I smile, lightly rubbing his back. "If you haven't had them often so far, you probably won't have one again for a long time, if ever. So I wouldn't worry about it too much. At least now you don't have to panic if it does happen. It might be a good idea to try to talk about your memories with someone else, and you know we're all here for you."

He nods, resting quietly against me as he thinks for a few minutes. He's still clearly shaken up, but he's more relaxed than I've ever seen him. "Hey dad?" he asks quietly.

"Yes Jasper?"

"I know you were probably busy, but do you think I could stay with you for a little while? I don't mean to bother you, it's just…I feel safer with you."

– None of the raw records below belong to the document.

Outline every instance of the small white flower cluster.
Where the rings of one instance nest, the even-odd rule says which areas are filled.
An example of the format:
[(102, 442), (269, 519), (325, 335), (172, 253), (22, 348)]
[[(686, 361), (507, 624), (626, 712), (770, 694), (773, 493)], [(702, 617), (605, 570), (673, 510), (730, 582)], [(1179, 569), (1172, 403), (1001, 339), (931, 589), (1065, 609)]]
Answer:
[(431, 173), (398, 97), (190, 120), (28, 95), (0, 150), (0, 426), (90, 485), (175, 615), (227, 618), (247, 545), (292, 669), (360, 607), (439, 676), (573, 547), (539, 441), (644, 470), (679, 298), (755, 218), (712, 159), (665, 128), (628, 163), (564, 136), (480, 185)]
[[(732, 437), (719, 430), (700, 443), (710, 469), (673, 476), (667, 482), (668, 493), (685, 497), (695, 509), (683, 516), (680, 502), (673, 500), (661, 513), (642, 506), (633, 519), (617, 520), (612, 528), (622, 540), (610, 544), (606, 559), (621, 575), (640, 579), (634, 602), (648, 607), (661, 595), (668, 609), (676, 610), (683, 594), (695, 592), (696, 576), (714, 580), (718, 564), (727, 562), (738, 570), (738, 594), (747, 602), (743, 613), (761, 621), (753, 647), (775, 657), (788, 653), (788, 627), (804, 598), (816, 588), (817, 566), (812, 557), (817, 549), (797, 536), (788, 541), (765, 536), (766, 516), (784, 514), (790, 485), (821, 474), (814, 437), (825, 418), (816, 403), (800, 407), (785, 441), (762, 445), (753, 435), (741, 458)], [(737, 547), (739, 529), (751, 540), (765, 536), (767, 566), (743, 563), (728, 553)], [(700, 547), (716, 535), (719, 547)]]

I smile. "You're never a bother, Jasper. I'd love it if you stayed." He smiles, reluctantly removing himself from my side and walking over to the bookshelves. He picks out a book, quickly returning to his previous spot. He hesitates for a moment before cautiously sidling closer, unsure of how to communicate what he wants. He relaxes as I put an arm around him, shyly pressing closer.

"Do we have to tell Alice about this?" he asks.

I chuckle. "Do you think she didn't see it?"

"Good point. But if she saw it, why isn't she here?"

"Well," I shrug, "You said it happened suddenly. She probably didn't have much more warning than you. She wouldn't have gotten back in time to help, and she probably also saw you coming to me. I suppose she trusted us to handle it."

He snorts. "Trusted you, maybe. I wasn't exactly handling it so well."

"You don't give yourself enough credit. You did the right thing and tried to come to me. If you hadn't have made it into the hallway, I wouldn't have known something was wrong."

"I guess. Hey dad?" he says again.

"Yes?"

"Thank you. For everything." He smiles, opening his book.

I pick my own book up again, opening it to my previously abandoned page. "You're welcome, Jasper. Any time."